Thread locking compounds are NOT necessarily forever, and impossible,
and to be avoided at all costs!

Here is my offering on what is happening when we bolt a rotor to the
tower and the cause of the failures.

Most installations use plates in the tower that have holes that are
larger than the size of the fasteners that are used to connect the rotor
to the plate. Then the fasteners used have threads running the full
length of the fastener, with no solid (unthreaded) shank to bear against
the holes in the plate. Fasteners that bear against holes must have
solid shanks in the bearing area.

So, the intended method of securing the rotor must be friction caused by
the fastener clamping pressure between the rotor case and the plate in
the tower.
The situation described above cannot rely on the bearing of the
fasteners against the holes in the plate. If it is, the design is
seriously flawed. I.E. not enough clamping pressure (number of
fasteners) to get the job done.

Once the fasteners loosen enough to allow any movement, the entire
connection starts to rapidly turn to custard.
The threads on the bolts start pressing against the holes in the plate
deforming them creating more clearance, resulting in an even looser
connection.
As the mast and rotor assy rotates back and forth it generates inertial
loads on the connection, caused by the free rotation due to the sloppy
fits. The motion ends when the bolts come hardup against the hole edges
in the plate. When the shafts of the fasteners come to rest against the
sides of the holes the shear loads can be several times more than the
simple (system torque) fastener shear capability due to the Force = Mass
* Velocity^2 energy stored in the mast and antenna system, that is
created during the free rotation portion of the load cycle.

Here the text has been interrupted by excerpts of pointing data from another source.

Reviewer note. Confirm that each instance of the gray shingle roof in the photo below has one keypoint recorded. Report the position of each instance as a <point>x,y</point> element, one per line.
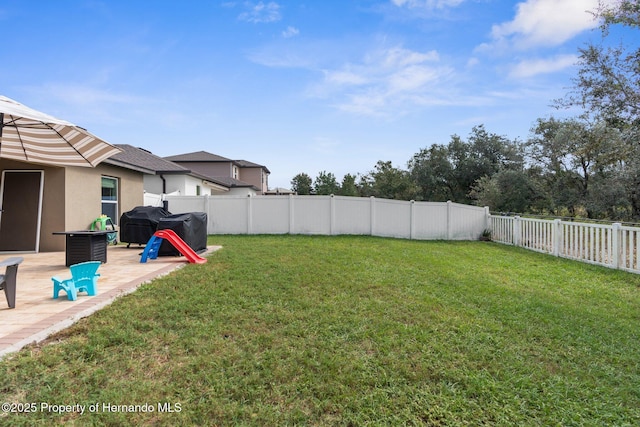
<point>143,159</point>
<point>197,156</point>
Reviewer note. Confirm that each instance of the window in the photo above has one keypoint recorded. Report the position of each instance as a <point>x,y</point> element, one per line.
<point>110,198</point>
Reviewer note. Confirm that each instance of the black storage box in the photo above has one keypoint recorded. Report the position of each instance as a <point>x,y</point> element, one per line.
<point>139,224</point>
<point>190,227</point>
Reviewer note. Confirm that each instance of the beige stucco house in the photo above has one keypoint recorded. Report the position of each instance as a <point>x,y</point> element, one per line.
<point>38,200</point>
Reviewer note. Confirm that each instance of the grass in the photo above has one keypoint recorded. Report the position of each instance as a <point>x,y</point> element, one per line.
<point>301,330</point>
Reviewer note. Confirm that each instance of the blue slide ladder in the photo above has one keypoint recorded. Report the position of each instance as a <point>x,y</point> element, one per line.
<point>152,248</point>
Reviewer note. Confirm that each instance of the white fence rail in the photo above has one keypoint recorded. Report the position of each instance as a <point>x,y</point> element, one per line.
<point>334,215</point>
<point>614,246</point>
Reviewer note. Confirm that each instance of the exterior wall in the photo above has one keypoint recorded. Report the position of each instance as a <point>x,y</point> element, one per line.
<point>53,201</point>
<point>130,192</point>
<point>84,201</point>
<point>72,198</point>
<point>256,177</point>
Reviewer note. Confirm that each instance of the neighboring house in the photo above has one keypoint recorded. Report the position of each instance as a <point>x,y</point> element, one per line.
<point>237,173</point>
<point>38,200</point>
<point>162,176</point>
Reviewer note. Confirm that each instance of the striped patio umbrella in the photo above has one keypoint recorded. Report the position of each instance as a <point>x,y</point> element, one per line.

Years ago, I had the fasteners come loose in the bottom of a Ham M rotor
with a KT34XA (known for torque imbalance) on the mast. I climbed up
there in a 30-40 mph breeze to see what was going on (only a 40' tower).
It was amazing to watch the connection tearing itself apart. It is
really amazing to witness the amount of energy that can be stored in the
system. The mast and antenna would rotate one direction and stop as the
fasteners loaded up against the plate. The rotor would stop moving but
the mast and antenna would keep going until the bending of the antenna
boom, elements and torsional flexing of the mast would stop. Sometimes
the wind gusts would hold it there for several seconds. Then the whole
assy would go back the other way until the fasteners seated against the
other side of the holes.
I could hear the sound of the fasteners hitting the plate. I just
tightened everything up and waited for the wind to stop.
The original installation used supplied fasteners and lock washers and
grease on the threads.
Fixing it was a real bitch! had to get the rotor out of the tower and
into the shop to try and get ALL of the grease out of the threads.
Fortunately, the threads in the case were not too badly deformed.
Then it all went back together with some blue Loctite (removable) and it
lasted another 7 years until I took it down to move.

If these connections were designed to rely on fastener bearing against
the holes in the plate, they would have "Spit Fit" clearances between
the plate holes and bolts, and the bolts would have short solid
(un-threaded) shanks to bear against the holes in the plate. This would
only require that the fasteners didn't back off enough to expose the
threaded portions to contact with the edges of the holes.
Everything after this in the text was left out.